903.4 Sprinkler system supervision and alarms.

All valves controlling the water supply for automatic sprinkler systems, pumps, tanks, water levels and temperatures, critical air pressures and water-flow switches on all sprinkler systems shall be electrically supervised by a listed fire alarm control unit.

What type of alarm system is required to monitor the system? Does a complete manual alarm system need be installed to comply with the above requirement "supervised by a listed alarm control unit"?

BSSTG


----------



## cda (Sep 30, 2015)

No we only require monitoring, smoke or heat above panel and one exterior a/v

Texas requires one pull station


----------



## cda (Sep 30, 2015)

903.4.1 Monitoring.

Alarm, supervisory and trouble signals shall be distinctly different and shall be automatically transmitted to an approved supervising station or, when approved by the fire code official, shall sound an audible signal at a constantly attended location.

903.4.2 Alarms.

An approved audible device, located on the exterior of the building in an approved location, shall be connected to each automatic sprinkler system. Such sprinkler water-flow alarm devices shall be activated by water flow equivalent to the flow of a single sprinkler of the smallest orifice size installed in the system.
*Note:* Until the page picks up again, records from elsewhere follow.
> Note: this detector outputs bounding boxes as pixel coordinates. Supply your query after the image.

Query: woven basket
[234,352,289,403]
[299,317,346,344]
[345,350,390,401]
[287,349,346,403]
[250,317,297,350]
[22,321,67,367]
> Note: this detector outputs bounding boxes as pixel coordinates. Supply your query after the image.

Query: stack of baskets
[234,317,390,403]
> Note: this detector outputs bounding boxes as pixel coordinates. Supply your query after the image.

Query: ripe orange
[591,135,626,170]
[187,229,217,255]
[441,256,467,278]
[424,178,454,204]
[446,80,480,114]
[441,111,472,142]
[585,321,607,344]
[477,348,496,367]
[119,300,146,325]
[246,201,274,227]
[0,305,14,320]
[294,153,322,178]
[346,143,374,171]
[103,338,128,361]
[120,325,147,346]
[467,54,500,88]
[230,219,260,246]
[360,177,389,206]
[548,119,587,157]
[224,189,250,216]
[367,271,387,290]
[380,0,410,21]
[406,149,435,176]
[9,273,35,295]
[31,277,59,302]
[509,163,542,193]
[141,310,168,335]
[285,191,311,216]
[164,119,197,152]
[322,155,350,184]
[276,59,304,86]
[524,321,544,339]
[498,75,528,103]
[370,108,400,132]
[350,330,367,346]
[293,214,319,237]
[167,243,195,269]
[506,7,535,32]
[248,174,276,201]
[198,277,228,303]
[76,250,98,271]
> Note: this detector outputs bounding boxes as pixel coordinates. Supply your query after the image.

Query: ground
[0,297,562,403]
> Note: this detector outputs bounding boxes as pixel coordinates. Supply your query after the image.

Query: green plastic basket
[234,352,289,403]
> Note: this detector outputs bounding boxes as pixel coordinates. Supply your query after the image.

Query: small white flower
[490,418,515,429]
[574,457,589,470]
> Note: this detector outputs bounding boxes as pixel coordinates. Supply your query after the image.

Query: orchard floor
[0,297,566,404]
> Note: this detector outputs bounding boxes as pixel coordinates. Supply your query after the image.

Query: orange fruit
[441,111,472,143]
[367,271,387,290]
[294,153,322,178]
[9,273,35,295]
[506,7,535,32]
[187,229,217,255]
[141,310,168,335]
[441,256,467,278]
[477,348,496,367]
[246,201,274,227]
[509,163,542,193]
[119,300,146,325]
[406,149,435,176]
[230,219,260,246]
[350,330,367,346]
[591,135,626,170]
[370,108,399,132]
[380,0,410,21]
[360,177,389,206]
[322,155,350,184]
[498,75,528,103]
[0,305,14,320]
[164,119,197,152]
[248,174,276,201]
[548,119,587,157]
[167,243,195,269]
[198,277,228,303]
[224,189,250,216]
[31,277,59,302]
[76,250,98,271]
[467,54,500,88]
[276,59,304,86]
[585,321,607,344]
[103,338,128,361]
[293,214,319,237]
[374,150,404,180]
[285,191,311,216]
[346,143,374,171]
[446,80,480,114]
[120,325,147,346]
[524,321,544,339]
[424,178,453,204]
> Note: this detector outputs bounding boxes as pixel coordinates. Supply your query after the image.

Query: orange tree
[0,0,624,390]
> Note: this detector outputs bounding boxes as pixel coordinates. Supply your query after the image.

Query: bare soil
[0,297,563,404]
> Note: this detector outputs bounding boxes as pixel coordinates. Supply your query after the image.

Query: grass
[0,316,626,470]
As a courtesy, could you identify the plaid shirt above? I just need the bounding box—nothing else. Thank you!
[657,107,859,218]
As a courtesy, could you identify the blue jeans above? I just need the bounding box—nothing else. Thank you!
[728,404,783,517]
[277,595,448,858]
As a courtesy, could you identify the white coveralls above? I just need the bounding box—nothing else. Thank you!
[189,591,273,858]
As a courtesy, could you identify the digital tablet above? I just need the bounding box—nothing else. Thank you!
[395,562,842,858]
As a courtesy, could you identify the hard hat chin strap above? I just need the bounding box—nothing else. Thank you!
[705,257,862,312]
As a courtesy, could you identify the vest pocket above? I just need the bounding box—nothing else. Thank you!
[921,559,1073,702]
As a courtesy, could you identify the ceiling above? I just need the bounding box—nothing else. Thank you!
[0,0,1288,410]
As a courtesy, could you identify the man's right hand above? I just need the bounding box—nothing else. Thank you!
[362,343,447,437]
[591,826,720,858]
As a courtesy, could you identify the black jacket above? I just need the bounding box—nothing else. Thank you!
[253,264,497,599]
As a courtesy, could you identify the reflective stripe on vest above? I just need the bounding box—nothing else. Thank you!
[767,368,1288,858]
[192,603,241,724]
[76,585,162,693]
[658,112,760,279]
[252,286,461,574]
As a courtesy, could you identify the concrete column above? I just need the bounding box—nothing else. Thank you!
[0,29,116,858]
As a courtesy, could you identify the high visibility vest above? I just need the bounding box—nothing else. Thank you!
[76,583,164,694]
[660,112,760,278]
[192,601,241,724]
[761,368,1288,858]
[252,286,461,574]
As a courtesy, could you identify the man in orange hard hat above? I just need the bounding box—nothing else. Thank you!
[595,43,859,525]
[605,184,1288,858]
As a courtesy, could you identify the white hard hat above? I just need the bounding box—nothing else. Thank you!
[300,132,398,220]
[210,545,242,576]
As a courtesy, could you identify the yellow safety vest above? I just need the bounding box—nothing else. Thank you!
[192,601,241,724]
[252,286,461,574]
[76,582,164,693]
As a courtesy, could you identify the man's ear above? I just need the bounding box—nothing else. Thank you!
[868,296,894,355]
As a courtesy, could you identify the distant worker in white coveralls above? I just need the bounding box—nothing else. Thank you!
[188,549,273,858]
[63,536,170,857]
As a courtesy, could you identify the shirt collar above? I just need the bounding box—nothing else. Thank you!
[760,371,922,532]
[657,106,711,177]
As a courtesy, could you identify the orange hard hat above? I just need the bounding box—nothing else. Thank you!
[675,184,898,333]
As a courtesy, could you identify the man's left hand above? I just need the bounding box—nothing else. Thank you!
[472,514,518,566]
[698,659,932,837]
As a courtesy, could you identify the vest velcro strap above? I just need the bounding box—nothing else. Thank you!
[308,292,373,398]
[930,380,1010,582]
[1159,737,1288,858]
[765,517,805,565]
Where a fire alarm system is installed, actuation of the automatic sprinkler system shall actuate the building fire alarm system.


----------



## BSSTG (Sep 30, 2015)

cda said:
			
		

> No we only require monitoring, smoke or heat above panel and one exterior a/vTexas requires one pull station


OK that's what I was told about the 1 pull station. But where does that come from? State FM's office?

thanks

BS


----------



## cda (Sep 30, 2015)

BSSTG said:
			
		

> OK that's what I was told about the 1 pull station. But where does that come from? State FM's office?thanks
> 
> BS


Yep and they do not care where it is located. Normally see it directly next to wherever the panel is


----------



## cda (Sep 30, 2015)

BSSTG said:
			
		

> OK that's what I was told about the 1 pull station. But where does that come from? State FM's office?thanks
> 
> BS


Yep and they do not care where it is located. Normally see it directly next to wherever the panel is


----------



## BSSTG (Oct 1, 2015)

Well, we got info from Tx FM office today. It was as I expected. The requirement is for the fire alarm control unit to monitor the sprinkler system without the need for a full blown system with bells, whistles, strobes, yada yada. They only want the 1 pull station. Makes sense to me.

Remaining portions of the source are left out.